Under Sherman’s formulation, the imperative of reaching any deal effectively replaces the imperative of a deal’s supposed purpose: eliminating the Iranian nuclear threat.
This idea — that any deal represents the best of all options — is echoed in the works of leading policy wonks and pundits. As the International Crisis Group recommended in an August 2014 study titled “ Iran and the P5+1: Getting to ‘Yes,’” the P5+1 should accept a “meaningful enrichment program” as part of a final agreement, because “the alternatives — return to the sanctions versus centrifuges race or recourse to military force — are even less attractive.”
In a July 2013 essay titled “ Getting to ‘Yes’ With Iran,” Robert Einhorn, a former nuclear negotiator under the Obama administration who is now with the Brookings Institution, called for preserving the enrichment program with certain restrictions. In a March 2014 study, he contended, “No agreement that is reached will be perfect. But the test is not how it compares with an ideal but unattainable agreement; it is how it measures up against alternative ways of dealing with the Iran nuclear issue.”

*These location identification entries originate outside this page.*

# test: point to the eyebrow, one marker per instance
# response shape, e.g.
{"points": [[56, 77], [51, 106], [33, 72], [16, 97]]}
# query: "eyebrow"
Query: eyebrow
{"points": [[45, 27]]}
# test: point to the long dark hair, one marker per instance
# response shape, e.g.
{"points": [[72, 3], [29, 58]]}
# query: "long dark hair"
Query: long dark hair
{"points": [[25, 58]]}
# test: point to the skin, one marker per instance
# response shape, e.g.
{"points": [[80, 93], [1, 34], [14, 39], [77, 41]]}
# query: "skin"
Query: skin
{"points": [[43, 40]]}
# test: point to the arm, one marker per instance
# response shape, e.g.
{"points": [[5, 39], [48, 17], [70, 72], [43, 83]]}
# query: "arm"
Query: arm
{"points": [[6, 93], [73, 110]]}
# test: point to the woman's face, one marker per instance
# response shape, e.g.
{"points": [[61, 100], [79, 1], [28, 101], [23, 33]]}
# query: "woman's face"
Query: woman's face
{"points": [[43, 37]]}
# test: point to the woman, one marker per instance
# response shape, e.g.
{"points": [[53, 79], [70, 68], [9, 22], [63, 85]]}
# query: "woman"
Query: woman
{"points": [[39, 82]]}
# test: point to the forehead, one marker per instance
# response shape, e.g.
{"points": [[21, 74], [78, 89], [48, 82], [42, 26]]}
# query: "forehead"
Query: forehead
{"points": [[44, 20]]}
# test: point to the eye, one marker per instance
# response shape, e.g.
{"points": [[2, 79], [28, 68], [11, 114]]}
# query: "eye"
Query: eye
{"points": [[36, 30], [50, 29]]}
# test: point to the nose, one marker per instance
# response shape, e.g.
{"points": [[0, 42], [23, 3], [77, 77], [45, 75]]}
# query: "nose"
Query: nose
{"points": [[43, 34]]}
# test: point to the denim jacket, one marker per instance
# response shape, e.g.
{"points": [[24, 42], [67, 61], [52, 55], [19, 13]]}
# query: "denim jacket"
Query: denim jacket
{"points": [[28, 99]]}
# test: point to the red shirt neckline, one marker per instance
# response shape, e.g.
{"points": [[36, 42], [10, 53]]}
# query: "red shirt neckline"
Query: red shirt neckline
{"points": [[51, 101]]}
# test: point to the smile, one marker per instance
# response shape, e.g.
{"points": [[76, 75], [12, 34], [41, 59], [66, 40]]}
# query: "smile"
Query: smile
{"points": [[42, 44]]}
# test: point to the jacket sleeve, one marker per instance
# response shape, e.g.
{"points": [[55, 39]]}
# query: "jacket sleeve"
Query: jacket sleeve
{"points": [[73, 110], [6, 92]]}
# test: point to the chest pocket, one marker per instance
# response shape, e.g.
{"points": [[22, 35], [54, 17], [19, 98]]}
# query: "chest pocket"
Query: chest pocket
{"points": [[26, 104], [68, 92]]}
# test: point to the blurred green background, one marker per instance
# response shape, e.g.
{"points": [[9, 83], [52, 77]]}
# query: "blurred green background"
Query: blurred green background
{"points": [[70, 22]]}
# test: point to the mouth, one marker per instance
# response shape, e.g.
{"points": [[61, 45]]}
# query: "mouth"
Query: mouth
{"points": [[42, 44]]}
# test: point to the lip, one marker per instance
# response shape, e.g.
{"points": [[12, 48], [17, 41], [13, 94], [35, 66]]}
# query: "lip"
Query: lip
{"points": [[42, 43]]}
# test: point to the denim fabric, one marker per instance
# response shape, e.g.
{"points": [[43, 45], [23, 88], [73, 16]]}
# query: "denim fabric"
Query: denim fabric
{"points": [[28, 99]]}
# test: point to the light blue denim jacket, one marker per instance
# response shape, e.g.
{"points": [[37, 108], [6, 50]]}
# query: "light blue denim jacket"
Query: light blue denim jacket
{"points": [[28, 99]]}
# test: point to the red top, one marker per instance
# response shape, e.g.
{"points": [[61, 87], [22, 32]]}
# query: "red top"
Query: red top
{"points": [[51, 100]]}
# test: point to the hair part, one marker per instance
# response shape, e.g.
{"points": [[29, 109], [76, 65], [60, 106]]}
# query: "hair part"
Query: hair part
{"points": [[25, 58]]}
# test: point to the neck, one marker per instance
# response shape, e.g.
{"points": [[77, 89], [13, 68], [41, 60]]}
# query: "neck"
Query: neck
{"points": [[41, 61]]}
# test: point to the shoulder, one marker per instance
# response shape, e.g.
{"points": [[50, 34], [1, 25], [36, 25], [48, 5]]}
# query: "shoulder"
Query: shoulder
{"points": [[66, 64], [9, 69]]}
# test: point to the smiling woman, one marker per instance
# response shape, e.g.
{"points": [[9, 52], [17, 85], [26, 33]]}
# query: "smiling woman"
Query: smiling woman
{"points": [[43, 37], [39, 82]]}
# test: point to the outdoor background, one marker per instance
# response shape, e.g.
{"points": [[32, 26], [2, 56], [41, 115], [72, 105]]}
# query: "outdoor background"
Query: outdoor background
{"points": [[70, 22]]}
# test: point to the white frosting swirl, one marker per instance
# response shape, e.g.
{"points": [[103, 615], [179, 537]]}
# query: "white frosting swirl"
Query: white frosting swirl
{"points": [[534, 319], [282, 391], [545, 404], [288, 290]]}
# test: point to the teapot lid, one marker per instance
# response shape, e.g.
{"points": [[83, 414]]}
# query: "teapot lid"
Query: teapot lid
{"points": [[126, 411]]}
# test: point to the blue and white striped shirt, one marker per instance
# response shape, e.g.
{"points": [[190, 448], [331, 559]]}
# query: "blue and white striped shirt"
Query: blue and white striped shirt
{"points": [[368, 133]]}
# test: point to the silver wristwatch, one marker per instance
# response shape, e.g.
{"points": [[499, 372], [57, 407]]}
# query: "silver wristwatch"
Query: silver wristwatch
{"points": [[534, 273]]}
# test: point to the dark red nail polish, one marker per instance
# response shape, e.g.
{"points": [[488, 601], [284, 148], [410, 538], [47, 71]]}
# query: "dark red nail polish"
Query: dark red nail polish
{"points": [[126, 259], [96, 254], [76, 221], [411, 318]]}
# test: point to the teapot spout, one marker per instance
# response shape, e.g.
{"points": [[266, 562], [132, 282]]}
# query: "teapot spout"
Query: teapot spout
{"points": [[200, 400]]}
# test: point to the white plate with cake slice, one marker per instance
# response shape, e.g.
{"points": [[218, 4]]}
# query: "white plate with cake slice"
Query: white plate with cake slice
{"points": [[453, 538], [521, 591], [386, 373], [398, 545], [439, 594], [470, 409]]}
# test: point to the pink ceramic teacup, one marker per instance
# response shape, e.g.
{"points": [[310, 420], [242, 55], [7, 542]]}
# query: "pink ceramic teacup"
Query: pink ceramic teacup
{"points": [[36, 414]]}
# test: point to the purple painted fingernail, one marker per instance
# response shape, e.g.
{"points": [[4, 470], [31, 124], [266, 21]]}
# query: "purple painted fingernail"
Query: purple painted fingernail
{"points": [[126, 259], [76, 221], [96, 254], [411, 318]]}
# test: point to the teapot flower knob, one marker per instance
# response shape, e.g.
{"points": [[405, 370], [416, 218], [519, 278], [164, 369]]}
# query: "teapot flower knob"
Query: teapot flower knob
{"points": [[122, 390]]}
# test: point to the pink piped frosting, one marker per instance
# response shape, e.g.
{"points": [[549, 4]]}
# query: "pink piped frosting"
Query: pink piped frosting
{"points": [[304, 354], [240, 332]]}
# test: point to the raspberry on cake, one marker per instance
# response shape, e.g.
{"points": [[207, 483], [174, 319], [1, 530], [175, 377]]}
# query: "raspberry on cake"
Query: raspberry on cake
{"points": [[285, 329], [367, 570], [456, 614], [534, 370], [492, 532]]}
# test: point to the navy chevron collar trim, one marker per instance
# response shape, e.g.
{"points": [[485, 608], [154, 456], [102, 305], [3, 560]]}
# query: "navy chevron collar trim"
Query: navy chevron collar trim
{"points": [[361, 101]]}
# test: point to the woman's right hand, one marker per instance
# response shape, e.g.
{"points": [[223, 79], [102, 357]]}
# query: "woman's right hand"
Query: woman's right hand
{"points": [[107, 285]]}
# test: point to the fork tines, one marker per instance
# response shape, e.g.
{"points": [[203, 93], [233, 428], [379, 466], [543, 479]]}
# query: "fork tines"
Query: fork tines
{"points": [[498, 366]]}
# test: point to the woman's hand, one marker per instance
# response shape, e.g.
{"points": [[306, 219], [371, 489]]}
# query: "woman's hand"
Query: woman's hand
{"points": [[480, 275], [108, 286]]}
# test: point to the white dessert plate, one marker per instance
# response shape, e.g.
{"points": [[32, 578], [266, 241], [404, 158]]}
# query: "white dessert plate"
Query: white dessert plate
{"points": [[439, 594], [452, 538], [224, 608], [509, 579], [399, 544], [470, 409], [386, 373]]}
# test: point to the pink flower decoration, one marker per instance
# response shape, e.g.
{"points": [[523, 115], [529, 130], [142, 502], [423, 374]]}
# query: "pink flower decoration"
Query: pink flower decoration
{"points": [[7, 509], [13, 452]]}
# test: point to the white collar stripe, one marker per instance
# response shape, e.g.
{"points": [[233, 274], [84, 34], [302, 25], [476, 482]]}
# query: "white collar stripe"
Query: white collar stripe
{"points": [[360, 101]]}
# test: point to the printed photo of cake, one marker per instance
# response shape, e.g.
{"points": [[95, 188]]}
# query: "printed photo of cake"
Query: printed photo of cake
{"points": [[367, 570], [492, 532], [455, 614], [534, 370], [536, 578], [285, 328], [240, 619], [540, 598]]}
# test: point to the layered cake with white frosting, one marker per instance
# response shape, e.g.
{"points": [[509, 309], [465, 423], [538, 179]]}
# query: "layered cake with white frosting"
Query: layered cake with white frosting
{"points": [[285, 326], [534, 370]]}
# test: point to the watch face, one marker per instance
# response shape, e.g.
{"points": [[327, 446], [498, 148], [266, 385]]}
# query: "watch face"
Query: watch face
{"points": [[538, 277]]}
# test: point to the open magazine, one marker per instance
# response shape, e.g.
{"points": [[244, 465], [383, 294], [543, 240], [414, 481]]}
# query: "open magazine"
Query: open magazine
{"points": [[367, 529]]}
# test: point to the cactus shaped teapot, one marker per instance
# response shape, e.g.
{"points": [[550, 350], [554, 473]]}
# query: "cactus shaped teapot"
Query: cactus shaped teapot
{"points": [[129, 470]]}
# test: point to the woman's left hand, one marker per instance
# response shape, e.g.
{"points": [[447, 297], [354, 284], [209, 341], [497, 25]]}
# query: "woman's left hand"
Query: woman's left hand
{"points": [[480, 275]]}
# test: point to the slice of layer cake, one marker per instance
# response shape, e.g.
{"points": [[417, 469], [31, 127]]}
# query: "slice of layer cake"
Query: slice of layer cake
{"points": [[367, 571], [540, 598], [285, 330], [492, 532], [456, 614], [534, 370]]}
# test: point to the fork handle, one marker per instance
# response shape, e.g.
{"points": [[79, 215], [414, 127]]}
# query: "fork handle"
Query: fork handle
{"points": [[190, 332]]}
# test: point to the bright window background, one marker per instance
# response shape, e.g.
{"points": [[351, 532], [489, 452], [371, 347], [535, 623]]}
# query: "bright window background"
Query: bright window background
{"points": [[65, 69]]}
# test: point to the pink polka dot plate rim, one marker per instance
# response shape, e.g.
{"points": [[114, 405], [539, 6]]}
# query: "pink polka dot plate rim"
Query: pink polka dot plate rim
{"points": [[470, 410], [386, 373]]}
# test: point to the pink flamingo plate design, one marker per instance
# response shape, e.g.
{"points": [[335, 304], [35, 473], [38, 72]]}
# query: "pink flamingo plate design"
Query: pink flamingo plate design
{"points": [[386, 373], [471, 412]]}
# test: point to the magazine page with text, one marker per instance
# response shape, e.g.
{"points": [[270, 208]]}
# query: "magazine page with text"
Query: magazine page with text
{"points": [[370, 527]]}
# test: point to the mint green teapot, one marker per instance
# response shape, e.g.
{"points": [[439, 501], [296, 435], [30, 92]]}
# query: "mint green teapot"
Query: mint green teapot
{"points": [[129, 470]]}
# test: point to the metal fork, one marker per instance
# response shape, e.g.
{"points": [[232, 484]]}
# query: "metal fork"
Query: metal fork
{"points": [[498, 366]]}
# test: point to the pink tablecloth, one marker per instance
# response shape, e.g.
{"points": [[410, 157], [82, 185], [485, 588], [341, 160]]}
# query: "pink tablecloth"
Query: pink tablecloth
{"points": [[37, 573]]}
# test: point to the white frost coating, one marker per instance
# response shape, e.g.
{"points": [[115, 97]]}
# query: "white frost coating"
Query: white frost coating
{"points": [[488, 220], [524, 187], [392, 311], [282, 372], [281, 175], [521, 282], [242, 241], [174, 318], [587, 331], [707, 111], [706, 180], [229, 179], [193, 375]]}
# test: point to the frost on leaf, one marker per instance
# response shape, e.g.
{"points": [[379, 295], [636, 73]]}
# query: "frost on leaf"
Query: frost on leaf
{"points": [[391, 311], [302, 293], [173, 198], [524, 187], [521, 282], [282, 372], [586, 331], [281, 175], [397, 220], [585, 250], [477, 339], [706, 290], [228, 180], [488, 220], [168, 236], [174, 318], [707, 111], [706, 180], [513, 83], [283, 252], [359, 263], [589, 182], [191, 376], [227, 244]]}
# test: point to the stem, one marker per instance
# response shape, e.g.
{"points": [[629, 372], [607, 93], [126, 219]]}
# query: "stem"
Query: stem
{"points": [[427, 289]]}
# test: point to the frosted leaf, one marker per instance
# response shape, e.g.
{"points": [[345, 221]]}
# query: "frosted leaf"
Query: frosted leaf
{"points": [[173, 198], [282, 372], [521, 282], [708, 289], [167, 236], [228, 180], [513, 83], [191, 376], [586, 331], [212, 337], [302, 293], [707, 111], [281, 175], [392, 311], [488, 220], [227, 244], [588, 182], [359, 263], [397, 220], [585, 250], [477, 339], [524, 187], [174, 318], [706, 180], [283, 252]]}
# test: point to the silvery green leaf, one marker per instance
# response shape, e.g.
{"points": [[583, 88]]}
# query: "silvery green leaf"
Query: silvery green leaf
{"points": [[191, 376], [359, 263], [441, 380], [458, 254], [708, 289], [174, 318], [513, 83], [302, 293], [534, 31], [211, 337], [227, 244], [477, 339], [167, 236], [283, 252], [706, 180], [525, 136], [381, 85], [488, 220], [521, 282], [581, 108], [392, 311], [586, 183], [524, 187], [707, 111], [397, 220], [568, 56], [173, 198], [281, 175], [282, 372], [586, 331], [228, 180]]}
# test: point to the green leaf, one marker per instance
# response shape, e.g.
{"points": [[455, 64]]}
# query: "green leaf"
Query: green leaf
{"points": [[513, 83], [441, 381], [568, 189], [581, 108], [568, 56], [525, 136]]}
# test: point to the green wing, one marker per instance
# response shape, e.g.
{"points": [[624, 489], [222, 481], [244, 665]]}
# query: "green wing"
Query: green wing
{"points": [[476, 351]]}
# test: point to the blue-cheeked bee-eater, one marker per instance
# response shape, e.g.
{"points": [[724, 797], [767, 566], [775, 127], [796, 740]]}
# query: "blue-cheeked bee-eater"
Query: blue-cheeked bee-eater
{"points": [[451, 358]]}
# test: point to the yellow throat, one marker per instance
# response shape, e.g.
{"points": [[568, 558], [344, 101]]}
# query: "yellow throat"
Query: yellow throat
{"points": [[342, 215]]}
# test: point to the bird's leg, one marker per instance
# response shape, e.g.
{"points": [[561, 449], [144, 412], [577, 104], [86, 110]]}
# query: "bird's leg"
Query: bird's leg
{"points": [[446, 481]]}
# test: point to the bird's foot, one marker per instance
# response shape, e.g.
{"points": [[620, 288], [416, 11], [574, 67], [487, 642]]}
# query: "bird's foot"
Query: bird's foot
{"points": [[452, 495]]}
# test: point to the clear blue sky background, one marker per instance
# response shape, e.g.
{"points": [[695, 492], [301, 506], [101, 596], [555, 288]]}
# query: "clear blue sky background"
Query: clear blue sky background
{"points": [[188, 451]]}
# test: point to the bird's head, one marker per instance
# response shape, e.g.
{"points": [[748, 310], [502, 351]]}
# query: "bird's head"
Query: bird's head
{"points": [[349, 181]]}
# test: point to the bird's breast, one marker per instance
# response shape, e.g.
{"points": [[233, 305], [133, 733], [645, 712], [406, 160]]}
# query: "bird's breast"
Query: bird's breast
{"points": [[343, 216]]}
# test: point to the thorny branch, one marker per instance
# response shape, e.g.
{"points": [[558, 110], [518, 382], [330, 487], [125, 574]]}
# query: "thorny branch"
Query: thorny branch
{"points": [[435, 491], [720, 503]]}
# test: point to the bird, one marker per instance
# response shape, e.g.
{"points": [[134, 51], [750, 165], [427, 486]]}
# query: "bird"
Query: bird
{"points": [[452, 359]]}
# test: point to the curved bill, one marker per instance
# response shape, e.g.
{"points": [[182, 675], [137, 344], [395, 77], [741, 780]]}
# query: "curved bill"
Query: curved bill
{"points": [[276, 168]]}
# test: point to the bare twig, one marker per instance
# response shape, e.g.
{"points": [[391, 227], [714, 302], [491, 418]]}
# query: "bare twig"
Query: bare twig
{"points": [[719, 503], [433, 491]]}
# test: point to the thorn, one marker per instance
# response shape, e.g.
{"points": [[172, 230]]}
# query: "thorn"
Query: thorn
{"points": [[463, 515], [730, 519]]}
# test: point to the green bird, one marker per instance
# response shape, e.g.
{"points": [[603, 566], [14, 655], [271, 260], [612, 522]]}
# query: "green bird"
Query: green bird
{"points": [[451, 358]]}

And in an editorial titled — wait for it — “ Getting to Yes With Iran,” published just after the signing of the November 2013 interim agreement, The New York Times stated categorically, “A negotiated solution is unquestionably better” than the alternatives, which it defined as “ratcheting up sanctions and possible military action.”
Such counsel may seem not only reasonable but also empowering. It assumes the fundamental rationality of negotiating rivals, opens the possibility of advancing core mutual interests, and promotes the tantalizing prospect of crowning negotiators as peacemakers.
Admittedly, the other side may occasionally behave irrationally. Fisher, Ury and Patton anticipate this scenario, and acknowledge that offering concessions to a hostile opponent may in some cases prove ill-advised. In such a predicament, the way forward requires not mastery of negotiating science, but the application of wisdom and foresight. Put differently, it’s a judgment call.
Yet assessing the wisdom of a particular negotiation or final deal is not the purpose of "Getting to YES." Rather, as the authors explain, “'Getting to YES' is not a sermon on the morality of right or wrong; it is a book on how to do well in a negotiation.” Put differently, it’s a science book.
And therein lies the rub. The trouble with the Obama administration’s strategy with Iran is that it has conflated doing well in a negotiation — i.e., getting to yes — with making a prudent judgment call on its long-term consequences.
The arguments for compromise — specifically, for allowing Iran to maintain a significant enrichment program as part of a final agreement — have it backward. The true test of a good agreement is whether or not it eliminates the Iranian nuclear threat, full stop. An agreement that fails this test is not an agreement at all, but simply an unreciprocated concession.
The administration should insist upon a high standard for a deal — including zero enrichment and reprocessing capabilities, dismantlement of the heavy water reactor at Arak and an intrusive inspections regime — and make clear that Tehran will face crippling sanctions if it refuses.
A lesser deal would do little more than retain Iran’s path to the bomb and hence constitute a de facto endorsement of it as a matter of U.S. policy and international law. Such an agreement would thus guarantee — and build upon — many of the ruinous alternatives that proponents of compromise seek to avert by pursuing an agreement in the first place.
For this reason, a bad deal is not the best (or even the least bad) option, but the worst of all options.
Of course, Tehran has only to gain by negotiating, irrespective of the outcome. Thanks to the interim agreement signed in November 2013, Iran has pocketed, in exchange for minimal concessions on its nuclear program, some $11 billion in sanctions relief and increased access to global markets that will likely continue beyond the timeframe of the negotiations. If the talks ultimately fail, the regime has lost nothing.
Meanwhile, Iran’s leaders — from Supreme Leader Ayatollah Ali Khamenei, who makes all final decisions on the nuclear program, to the supposed moderates President Hassan Rouhani and Foreign Minister Javad Zarif — can continue to state publicly and repeatedly that they will not dismantle their enrichment program. For them, no deal really is better than a bad deal — defined as any agreement that prevents them from ever developing a nuclear weapon.
Ever the optimists, U.S. officials have chosen to ignore these inconvenient statements lest they undermine the negotiations. After all, the path to yes beckons.